Genomizer is a platform independent Java program for the analysis of genome wide association experiments.The software implements the workflow of an association experiment, including data management, single-point and haplotype analysis, “lead” definition, and data visualization.
Screen & Clean is a program that identifies associations between SNP allele count data and a continuous or binary phenotype. The core function is a screen that identifies the first K SNPs to enter an L1-penalized regression of the phenotype on the allele counts, where K is chosen by a stability criterion. The program includes several optional procedures that are turned off by default, including a pre-screen using marginal regression p-values, a second screen for pairwise interaction effects, and a multivariate regression clean of the screened SNPs. K may also be chosen directly by the user.
GenoWAP is a post-GWAS prioritization method that integrates genomic functional annotation and GWAS test statistics. After prioritization, real disease-associated loci become easier to be identified.
IMPUTE is a program for estimating (“imputing”) unobserved genotypes in SNP association studies. The program is designed to work seamlessly with the output of the genotype calling program CHIAMO and the population genetic simulator HAPGEN, and it produces output that can be analyzed using the program SNPTEST.
GWApower is a R package for assessing the power of genome-wide association studies using commercially available genotyping chips. The package encapsulates extensive simulation results generated by the program HAPGEN.
QCTOOL is a command-line utility program for basic quality control of gwas datasets. It supports the same file formats used by the WTCCC studies, as well as the binary file format described here, and is designed to work seamlessly with SNPTEST and related tools. QCTOOL computes per-sample and per-SNP summary statistics, and uses these to filter out samples and SNPs from the dataset (either by removing them from the files or by writing exclusion lists).

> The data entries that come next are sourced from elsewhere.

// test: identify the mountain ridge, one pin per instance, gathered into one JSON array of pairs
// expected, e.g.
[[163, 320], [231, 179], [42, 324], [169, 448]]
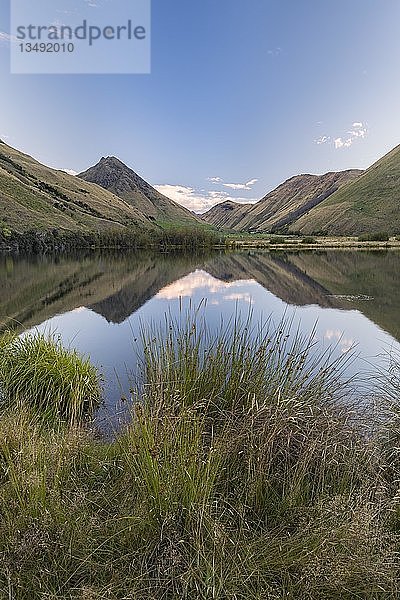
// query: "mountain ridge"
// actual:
[[281, 206], [112, 174]]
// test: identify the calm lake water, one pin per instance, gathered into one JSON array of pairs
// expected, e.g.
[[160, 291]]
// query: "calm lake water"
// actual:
[[98, 304]]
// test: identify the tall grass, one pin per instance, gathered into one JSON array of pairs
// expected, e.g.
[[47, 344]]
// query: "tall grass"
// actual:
[[247, 472], [37, 370]]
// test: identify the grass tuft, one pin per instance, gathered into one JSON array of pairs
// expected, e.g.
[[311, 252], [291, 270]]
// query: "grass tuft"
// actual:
[[247, 472], [35, 369]]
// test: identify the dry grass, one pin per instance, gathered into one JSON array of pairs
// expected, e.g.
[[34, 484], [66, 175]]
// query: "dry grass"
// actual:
[[245, 474]]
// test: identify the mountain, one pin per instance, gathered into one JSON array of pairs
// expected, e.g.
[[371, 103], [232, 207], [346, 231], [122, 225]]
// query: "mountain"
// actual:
[[369, 204], [113, 175], [281, 207], [36, 197]]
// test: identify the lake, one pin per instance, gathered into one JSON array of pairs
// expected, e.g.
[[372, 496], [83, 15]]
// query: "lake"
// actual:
[[99, 303]]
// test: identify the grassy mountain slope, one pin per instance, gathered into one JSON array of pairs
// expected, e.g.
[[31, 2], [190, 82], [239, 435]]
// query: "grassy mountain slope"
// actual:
[[113, 175], [369, 204], [33, 196], [281, 207]]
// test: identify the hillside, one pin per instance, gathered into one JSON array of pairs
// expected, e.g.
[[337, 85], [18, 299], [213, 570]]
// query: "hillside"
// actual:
[[113, 175], [369, 204], [35, 197], [281, 207]]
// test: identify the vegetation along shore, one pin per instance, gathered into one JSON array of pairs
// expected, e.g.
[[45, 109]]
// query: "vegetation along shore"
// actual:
[[248, 470]]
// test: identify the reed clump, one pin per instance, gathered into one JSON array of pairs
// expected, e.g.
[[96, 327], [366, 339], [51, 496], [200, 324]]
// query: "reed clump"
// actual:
[[247, 472], [36, 369]]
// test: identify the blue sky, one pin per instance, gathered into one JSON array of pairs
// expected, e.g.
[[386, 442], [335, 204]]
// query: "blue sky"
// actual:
[[240, 90]]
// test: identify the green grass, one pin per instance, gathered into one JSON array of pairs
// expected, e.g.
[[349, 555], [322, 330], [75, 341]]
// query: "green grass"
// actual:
[[35, 369], [373, 237], [246, 473]]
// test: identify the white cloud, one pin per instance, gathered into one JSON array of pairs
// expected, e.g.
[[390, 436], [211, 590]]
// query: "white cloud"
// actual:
[[241, 186], [197, 200], [358, 131], [6, 38], [340, 143], [233, 186], [324, 139], [200, 280]]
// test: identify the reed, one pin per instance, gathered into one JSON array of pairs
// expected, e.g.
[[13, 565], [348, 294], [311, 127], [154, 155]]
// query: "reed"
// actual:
[[247, 472], [35, 369]]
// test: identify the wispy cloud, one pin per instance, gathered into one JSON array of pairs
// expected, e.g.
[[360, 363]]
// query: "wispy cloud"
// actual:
[[233, 186], [199, 201], [274, 51], [358, 130], [202, 281], [324, 139], [6, 38]]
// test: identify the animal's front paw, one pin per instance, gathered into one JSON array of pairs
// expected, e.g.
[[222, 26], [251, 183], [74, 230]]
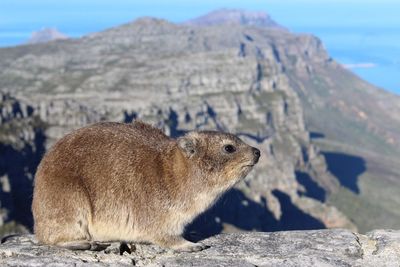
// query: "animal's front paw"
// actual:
[[190, 247]]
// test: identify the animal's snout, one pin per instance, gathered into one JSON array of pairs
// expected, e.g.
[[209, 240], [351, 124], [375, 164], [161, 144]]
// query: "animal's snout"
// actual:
[[257, 154]]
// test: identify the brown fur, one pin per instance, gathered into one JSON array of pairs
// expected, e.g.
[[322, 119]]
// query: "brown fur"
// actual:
[[130, 182]]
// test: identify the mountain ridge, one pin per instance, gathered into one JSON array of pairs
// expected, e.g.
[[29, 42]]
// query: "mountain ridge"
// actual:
[[248, 80]]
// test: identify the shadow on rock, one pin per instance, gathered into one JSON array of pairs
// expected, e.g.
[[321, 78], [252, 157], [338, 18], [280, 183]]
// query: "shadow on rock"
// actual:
[[347, 168], [313, 189], [237, 212]]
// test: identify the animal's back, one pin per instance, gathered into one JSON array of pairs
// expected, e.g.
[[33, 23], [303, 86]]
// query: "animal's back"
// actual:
[[79, 180]]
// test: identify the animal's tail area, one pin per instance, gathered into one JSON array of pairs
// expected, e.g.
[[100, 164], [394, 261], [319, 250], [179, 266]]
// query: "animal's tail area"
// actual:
[[9, 238], [84, 245]]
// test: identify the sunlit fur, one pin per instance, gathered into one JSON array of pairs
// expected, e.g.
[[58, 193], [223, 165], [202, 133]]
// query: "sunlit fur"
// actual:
[[130, 182]]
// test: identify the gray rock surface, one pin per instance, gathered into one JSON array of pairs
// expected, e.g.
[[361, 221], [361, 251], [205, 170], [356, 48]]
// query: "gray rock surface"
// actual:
[[334, 247]]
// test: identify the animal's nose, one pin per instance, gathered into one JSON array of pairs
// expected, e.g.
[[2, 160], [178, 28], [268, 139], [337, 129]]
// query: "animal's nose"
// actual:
[[256, 153]]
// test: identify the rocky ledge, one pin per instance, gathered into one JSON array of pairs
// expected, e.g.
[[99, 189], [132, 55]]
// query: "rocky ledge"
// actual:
[[293, 248]]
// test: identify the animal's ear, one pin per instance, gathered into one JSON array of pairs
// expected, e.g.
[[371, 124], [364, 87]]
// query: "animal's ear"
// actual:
[[188, 144]]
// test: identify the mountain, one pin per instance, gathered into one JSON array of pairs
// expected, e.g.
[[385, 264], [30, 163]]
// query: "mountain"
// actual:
[[234, 16], [46, 35], [279, 91]]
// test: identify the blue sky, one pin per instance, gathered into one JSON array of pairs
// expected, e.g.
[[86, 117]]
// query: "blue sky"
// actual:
[[354, 31], [77, 17]]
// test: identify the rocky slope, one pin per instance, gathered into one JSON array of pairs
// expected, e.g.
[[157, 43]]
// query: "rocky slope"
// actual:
[[294, 248], [249, 80], [235, 17], [21, 148]]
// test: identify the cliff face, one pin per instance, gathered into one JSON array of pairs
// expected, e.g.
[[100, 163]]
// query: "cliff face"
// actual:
[[183, 78], [21, 148], [294, 248]]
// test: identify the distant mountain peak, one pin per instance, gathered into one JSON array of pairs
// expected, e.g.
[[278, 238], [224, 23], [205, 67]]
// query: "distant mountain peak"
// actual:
[[46, 35], [234, 16]]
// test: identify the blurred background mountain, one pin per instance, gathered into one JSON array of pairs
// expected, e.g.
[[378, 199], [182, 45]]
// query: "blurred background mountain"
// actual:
[[330, 140]]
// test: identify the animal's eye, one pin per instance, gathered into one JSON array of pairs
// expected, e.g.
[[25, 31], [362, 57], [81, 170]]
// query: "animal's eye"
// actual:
[[229, 149]]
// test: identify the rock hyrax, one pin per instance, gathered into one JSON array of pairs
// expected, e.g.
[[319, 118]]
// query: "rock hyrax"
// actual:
[[130, 182]]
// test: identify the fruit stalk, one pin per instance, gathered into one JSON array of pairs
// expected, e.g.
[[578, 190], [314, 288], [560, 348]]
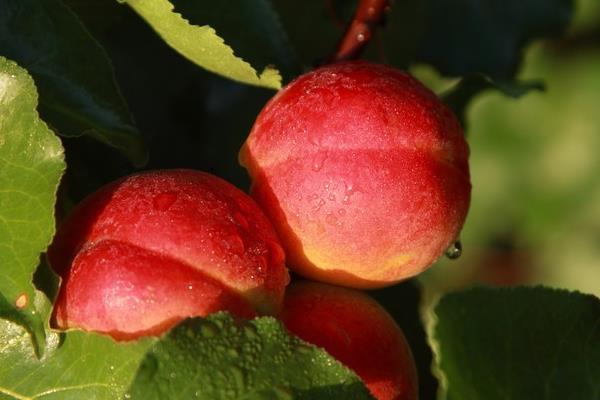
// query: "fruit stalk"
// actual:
[[369, 14]]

PLATO (PLatform for the Analysis, Translation, and Organization of large-scale data) is a system for the analysis of genome-wide association data that will incorporate several analytical approaches as filters to allow a scientist to choose whatever analytical methods they wish to apply. PLATO (PLatform for the Analysis, Translation, and Organization of large-scale data) will incorporate a number of filters to select the important SNPs in a genome-wide association study. PLATO was designed to aid in retrieving, evaluating, formatting, and analyzing genotypic and clinical data from the latest large-scale genotyping studies. PLATO implements a battery of quality control procedures to assess the data.
SNPRuler finds epistatic interactions in GWASs. SNPRuler first uses the predictive rule learning to narrow down possible interactions among SNPs and then captures true interactions using χ2 statistic test. The rule-based strategy in our non-parametric learning approach enables our new method to search for interaction patterns more efficiently than existing methods. We conduct extensive experiments on both simulated data and real genome-wide data. The experimental results demonstrate that our new learning method is a powerful tool in handling large-scale SNP data both in terms of speed and detection of potential interactions that were not identified before.
SNPHarvester detects SNP–SNP interactions in GWA studies. SNPHarvester creates multiple paths in which the visited SNP groups tend to be statistically associated with diseases, and then harvests those significant SNP groups which pass the statistical tests. It greatly reduces the number of SNPs. Consequently, existing tools can be directly used to detect epistatic interactions.